As a final contribution, and with the goal of facilitating
the work of reviewers of future EPF publications, we provide a short checklist to evaluate whether any new research in EPF satisfies the requirements to be reproducible and to lead to meaningful conclusions:

    • The test dataset comprises at least a year of data.
    • Any new model is tested against state-of-the-art open-access models, e.g. the ones provided here.
    • The computational cost of new methods is evaluated
    and compared against the computational cost of existing methods.

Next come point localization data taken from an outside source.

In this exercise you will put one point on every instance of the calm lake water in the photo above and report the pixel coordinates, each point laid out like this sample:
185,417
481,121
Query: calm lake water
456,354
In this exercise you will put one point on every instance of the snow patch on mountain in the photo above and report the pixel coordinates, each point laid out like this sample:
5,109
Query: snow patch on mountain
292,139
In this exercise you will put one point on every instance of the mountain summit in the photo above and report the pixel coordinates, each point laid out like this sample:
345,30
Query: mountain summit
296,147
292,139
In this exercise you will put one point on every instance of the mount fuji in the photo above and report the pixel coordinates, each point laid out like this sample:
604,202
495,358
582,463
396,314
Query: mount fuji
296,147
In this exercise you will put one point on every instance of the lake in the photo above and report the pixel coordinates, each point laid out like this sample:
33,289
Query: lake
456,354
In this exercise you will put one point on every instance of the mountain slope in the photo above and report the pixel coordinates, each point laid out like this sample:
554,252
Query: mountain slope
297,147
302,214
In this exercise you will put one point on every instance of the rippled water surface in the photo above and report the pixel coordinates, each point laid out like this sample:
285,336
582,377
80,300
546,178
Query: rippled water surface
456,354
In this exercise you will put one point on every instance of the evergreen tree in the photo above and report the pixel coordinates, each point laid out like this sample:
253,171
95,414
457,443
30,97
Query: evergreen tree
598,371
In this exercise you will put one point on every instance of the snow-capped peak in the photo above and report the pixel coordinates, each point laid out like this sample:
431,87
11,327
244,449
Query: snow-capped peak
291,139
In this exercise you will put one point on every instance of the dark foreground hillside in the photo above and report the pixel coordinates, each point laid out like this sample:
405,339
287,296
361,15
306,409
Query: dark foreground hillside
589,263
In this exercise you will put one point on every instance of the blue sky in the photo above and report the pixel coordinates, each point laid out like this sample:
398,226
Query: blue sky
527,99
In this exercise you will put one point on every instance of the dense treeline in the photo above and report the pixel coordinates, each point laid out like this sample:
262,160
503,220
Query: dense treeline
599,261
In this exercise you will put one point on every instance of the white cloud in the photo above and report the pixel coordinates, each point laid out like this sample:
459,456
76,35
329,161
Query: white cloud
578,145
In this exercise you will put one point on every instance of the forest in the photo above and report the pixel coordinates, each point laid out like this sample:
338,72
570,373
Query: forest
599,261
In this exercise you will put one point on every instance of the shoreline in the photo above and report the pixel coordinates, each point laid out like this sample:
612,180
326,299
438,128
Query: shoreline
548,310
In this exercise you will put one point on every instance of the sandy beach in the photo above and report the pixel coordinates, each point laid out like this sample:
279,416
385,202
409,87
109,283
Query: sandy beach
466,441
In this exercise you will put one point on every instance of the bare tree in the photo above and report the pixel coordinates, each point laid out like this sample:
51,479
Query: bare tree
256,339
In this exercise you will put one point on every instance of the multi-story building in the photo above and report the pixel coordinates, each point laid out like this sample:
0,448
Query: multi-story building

    • The employed datasets are open-access.
    • The study is based on multiple markets.
    • rMAE is employed as one of the accuracy metrics to
    evaluate forecasting accuracy.
    • Statistical testing is used to assess whether differences
    in performance are significant.
    • Forecasting models are recalibrated on a daily basis
    and not simply estimated once and evaluated in the
    full out-of-sample dataset.
    • Hyperparameters are estimated using a validation
    dataset that is different from the test dataset.
    • The split and dates of the dataset are explicitly stated.
    • All the inputs of the model are explicitly defined
    - The test dataset is selected as the last section of the
    full dataset and does not contain any overlapping data
    with the training or validation datasets.
    • State-of-the-art and free toolboxes are used for modeling the benchmark models.